Evitare blocchi nelle gare e nei subappalti
Una posizione non aggiornata o una domanda incompleta può incidere su affidamenti, autorizzazioni, contratti e subcontratti.
Prevenire criticità prefettizie
L’istruttoria può far emergere richieste integrative, elementi sensibili o profili da chiarire prima di un diniego o di una cancellazione.
FAQ
Che cos’è la White list antimafia?
È l’elenco prefettizio dei fornitori, prestatori di servizi ed esecutori di lavori non soggetti a tentativo di infiltrazione mafiosa, operanti nei settori maggiormente esposti a rischio. È previsto dalla L. 190/2012 e disciplinato dal D.P.C.M. 18 aprile 2013.
A cosa serve l’iscrizione in White list?
Serve a rendere più agevole la verifica antimafia per imprese che operano in settori sensibili nei rapporti con la Pubblica Amministrazione. Per le attività indicate dalla legge, le stazioni appaltanti acquisiscono la documentazione antimafia mediante consultazione delle White list provinciali.
Quali attività rientrano nella White list?
Rientrano le attività individuate dall’art. 1, comma 53, L. 190/2012, come modificato nel tempo. Le Prefetture indicano sezioni quali trasporto di terra e materiali inerti, calcestruzzo e bitume, noli, autotrasporto, guardiania, servizi funerari, ristorazione e servizi ambientali.
L’iscrizione è obbligatoria?
Per i settori indicati dalla normativa, la consultazione della White list è la modalità obbligatoria attraverso cui i soggetti pubblici acquisiscono comunicazione e informazione antimafia ai fini di contratti e subcontratti relativi a lavori, servizi e forniture pubblici.
Chi presenta la domanda di iscrizione?
La domanda è presentata dall’impresa interessata alla Prefettura competente, secondo modulistica e modalità indicate dall’ufficio territoriale. La documentazione richiesta dipende dalla forma giuridica dell’impresa e dai soggetti da sottoporre a verifica.

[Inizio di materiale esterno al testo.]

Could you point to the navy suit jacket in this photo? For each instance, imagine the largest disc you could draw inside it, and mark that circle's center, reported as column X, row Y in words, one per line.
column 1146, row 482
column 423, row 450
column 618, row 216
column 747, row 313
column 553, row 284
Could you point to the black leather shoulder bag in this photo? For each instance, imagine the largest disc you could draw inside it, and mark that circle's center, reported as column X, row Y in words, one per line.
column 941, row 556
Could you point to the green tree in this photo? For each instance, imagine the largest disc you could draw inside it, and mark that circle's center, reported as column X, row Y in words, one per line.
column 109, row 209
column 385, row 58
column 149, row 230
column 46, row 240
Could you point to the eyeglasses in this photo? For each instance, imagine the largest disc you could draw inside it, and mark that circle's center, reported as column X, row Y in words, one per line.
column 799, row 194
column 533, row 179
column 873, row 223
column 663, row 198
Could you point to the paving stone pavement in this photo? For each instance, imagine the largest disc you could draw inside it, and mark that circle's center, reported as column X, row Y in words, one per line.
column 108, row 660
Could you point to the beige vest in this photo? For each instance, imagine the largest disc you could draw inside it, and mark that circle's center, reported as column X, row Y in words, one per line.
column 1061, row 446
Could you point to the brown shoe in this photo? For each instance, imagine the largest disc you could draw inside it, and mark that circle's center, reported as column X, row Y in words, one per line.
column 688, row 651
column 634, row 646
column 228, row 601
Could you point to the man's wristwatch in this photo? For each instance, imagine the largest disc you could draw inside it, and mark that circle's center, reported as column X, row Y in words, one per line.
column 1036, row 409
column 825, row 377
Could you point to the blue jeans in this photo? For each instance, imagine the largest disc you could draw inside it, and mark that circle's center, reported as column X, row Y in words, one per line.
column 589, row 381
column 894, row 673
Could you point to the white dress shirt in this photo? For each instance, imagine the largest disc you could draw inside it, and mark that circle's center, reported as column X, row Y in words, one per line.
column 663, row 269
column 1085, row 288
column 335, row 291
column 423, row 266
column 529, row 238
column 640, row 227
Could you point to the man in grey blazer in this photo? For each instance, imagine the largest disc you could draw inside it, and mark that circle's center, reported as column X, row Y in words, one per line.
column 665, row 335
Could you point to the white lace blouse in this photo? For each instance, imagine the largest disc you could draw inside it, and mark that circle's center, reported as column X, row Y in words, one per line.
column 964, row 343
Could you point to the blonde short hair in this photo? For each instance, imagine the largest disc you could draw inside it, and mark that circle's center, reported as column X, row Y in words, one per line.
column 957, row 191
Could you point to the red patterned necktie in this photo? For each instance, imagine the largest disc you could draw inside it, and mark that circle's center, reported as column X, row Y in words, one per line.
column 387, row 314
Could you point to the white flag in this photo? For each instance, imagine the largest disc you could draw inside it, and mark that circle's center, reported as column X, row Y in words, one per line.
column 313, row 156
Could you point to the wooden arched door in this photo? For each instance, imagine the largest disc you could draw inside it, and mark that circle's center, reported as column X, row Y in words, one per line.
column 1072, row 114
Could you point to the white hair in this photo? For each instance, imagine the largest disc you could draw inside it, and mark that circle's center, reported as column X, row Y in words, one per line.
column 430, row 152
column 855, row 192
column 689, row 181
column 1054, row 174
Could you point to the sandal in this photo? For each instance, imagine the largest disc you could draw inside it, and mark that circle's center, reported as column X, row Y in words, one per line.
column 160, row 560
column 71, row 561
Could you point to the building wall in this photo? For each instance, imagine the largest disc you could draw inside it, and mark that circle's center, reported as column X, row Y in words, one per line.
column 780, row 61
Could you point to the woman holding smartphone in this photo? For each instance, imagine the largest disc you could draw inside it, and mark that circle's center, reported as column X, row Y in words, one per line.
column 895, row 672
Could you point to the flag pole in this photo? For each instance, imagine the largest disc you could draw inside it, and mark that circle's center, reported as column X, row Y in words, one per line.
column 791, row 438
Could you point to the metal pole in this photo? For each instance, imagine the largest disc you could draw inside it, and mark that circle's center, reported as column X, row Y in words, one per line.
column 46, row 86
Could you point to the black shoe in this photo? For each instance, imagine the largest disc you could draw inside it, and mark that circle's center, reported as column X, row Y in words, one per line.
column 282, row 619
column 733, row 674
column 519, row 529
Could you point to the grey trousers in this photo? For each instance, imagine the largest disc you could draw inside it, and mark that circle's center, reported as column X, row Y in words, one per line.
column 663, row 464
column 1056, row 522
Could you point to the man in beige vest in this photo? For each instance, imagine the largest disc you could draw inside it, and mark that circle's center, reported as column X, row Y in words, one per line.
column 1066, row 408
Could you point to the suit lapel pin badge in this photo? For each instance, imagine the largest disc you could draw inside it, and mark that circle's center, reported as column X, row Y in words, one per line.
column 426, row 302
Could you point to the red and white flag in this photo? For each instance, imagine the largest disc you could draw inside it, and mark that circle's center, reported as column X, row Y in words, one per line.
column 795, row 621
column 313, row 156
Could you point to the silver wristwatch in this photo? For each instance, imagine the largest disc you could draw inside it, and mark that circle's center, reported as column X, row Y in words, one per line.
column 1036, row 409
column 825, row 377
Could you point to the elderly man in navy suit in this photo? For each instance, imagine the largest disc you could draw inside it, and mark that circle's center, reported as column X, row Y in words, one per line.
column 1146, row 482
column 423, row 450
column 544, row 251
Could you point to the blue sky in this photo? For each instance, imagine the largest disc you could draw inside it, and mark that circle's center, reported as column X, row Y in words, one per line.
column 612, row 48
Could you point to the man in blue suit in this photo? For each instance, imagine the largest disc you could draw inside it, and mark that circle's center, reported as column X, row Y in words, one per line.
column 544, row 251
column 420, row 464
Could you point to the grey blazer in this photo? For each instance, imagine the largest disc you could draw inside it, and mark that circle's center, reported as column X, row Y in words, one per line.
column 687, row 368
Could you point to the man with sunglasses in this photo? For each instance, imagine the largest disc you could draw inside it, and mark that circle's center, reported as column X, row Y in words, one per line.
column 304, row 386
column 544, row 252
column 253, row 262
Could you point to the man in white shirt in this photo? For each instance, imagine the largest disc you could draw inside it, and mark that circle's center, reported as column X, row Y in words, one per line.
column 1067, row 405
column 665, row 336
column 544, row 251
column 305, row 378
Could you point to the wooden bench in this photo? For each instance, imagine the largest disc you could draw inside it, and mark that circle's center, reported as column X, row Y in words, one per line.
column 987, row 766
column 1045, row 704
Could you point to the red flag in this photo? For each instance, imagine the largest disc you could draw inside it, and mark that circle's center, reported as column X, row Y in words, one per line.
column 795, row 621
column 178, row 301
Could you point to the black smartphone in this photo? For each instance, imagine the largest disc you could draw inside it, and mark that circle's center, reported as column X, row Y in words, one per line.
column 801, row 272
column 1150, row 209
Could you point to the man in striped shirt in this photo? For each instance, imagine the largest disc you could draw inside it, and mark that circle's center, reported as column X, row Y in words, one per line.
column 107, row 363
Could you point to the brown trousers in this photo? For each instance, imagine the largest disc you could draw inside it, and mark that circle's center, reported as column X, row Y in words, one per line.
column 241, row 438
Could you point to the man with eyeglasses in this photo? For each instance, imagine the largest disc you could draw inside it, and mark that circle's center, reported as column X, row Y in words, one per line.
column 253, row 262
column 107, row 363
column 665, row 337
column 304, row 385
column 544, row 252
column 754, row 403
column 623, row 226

Cosa succede se cambia l’assetto societario?
Le variazioni rilevanti devono essere comunicate alla Prefettura. Le Prefetture precisano che l’impresa iscritta deve comunicare modifiche dell’assetto proprietario e degli organi sociali entro termini specifici, spesso indicati in 30 giorni.
Cosa fare in caso di diniego o cancellazione?
Occorre esaminare il provvedimento, gli atti istruttori, le ragioni indicate dalla Prefettura e i termini per presentare osservazioni o impugnare. La strategia dipende dalla natura del rilievo e dagli effetti su gare, contratti e rapporti pubblici.